戌亥天中殺+生月天中殺

それでは、今度は戌亥天中殺と生月天中殺を合せていきましょう。

戌亥天中殺は、《現実虚》だと説明しました。

生月天中殺も、《現実虚》です。

算命学を学ばれていらっしゃる方は(虚虚の実)という基本原理はご存知の事かと思いますが、ここで簡単に説明をさせてください。

虚虚の実

-×-=+という陰陽学の基本原理に基づいております。

これは、日座中殺の男性は中年以降は弱くなるが、女性は現実的に逞しくなるという現象を説明する時に用いられるのと同じ原理です。

虚(-)× 虚(-)=現実(+)となりますが、その中身は、実(+)×実(+)=実とは違います。二元論なので、虚虚の実の方が実実の実よりしなやかで強くなり、故に乙乙は甲甲より強く、丁丁は丙丙より強く、己己は戊戊より強く、辛辛は庚より強く、癸癸は壬より強いという自然観察による哲学思想の説明にも用いられております。これらの理論は、一般社団法人数理暦学協会にて生年月日を用いない運命学講座(数理暦学)を開催しておりますので、そちらにご参加下さい。講座に行かれない方は、数理暦学協会のブログを読み続けて戴くと何となく理論が分かってくるかと思います。ブログは勿論無料なので上手にご活用戴けたらと思います。

想定法

想定法とは、生年月日を用いないて人を解析する方法であり、私はこの想定法こそが算命学の奥義中の奥義であり、一番洗練された鑑定方法ではないかと思うのです。

生年月日がなく、人を観察するだけでその人を解析できるなんて、とてもスタイリッシュですよね。高尾義政先生は、それが最も得意であったと言われております。その域に行くには全ての技法が頭に入り、逆から読み解いていく必要がありますが、もっと簡単なレベルから習得する方法もあります。

その一つが、虚虚の実の理論です。

例えば、女子校出身の女性と、男女共学で育った女性の違いを想像してみてください。

どちらが優しげで大和撫子と思いますか?

男性達は聖心や白百合など女子校に大いなる憧憬を持っているので、深窓の令嬢で優しげに感じるようですが、身近な女性達をみていても、女子校出身者の方が逞しいように感じます。

女系の女性と、しっかりとした男兄弟に囲まれて育った女性の違いと言ったら、もう少しイメージが出来るかもしれませんね。

女性は集団になると攻撃本能が強くなり、単独では守備本能になるという算命学の常識的な知識を用いればすぐに理解できます。こういう基礎知識を用いて理論展開していくのが想定法で、マスマーケティングにおいて役立つ知識です。

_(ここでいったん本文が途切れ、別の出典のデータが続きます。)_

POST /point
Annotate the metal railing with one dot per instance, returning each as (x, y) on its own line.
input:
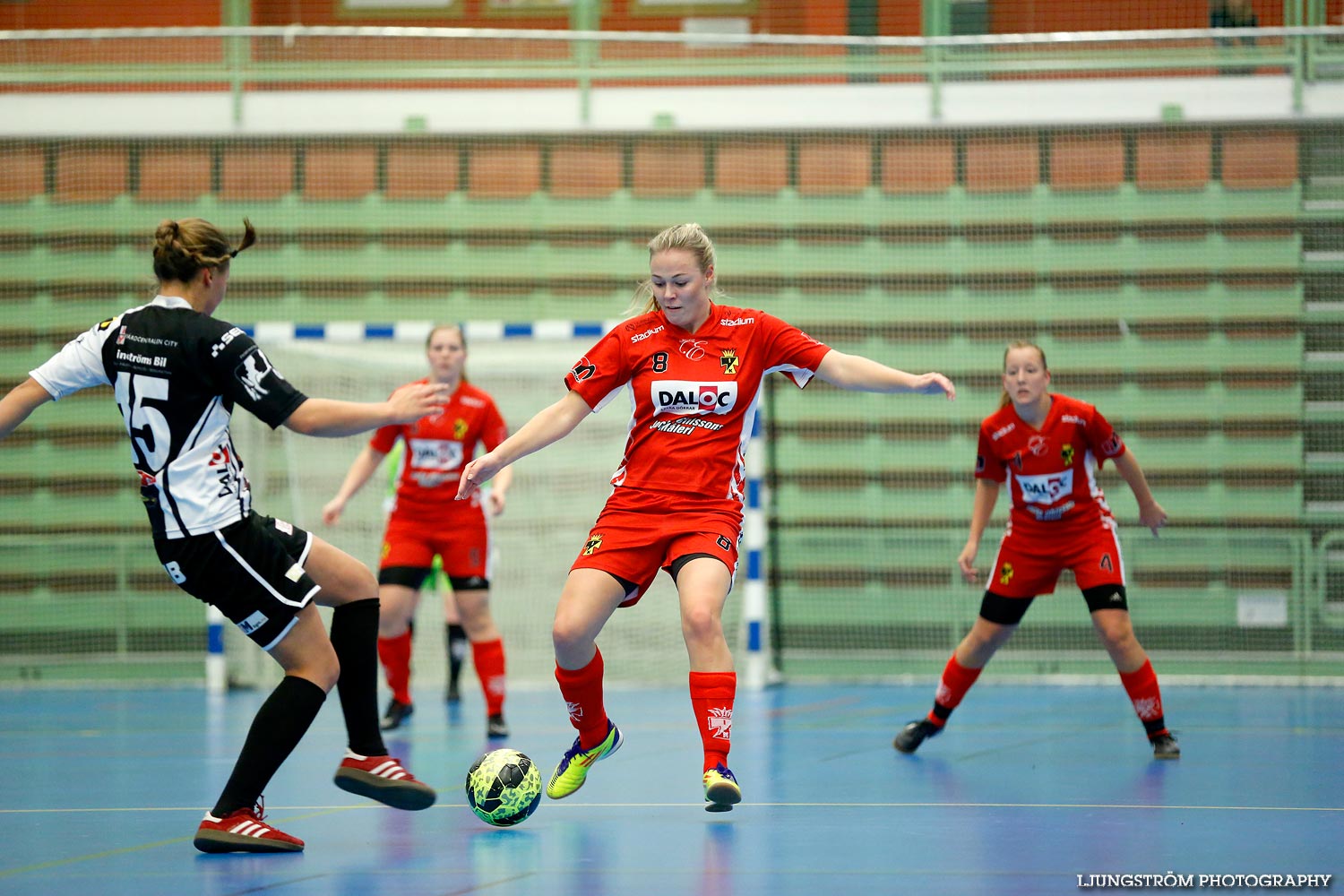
(245, 58)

虚虚の実とは、ゼロがゼロではなく無限であるという東洋独特の考え方に影響を受けている考え方です。

戌亥天中殺&生月天中殺

戌亥天中殺は社会性及び現実が虚であり、生月天中殺も社会性及び現実が虚です。そうなると、虚虚の実現象が現れ、非常に現実的な生き方になります。

しかし、男女でも違います。

女性の場合、もともと現実的なので、
女性=現実的を+と置き換え

戌亥- 生月- 女性+となり、非常に現実的になります。

男性の場合、男性=精神有 現実虚となりますので、
戌亥- 生月- 男性-となり、理想主義的考え方が強まります。

しかし、男性=精神的 女性=現実的と大きく分ける事は今の多角的思考が認められている時代は無理もあり、カウンセリングの現場では、この人物は現実的な仕事をしているか、精神的な仕事をしているか、仕事による性格への影響や、独り暮らしか大家族かなどの環境因子を入れ込みながら、頭の中で分類訳をし、超現実的発想でくるか、超理想主義的発想でくるかを想定します。

これは想定法を組み込んだ算命学理論になり、それが上手に出来ると、カウンセリング技術も向上するでしょう。

占い師、鑑定者であれば相手の命式を鑑定すること自体に重点を置いておりますが、カウンセラーとなると相手の状況に応じた解析能力が必要となります。

私の経験から拝見すると、これは勉強した歳月に比例するのではなく、算命学に関係なく、いかに多くの方に接しているかの経験が大いに関係しております。算命学を10年学んだ方より、飲食業で毎日多くのお客様と接している方の方が感覚的に上手に解析されているな…想定法が上手いという事実を拝見すると、この学問は玉堂的要素と龍高的要素が必要なのだとつくづく分かります。

玉堂+玉堂=龍高 という考え方こそが虚虚の実であるのです。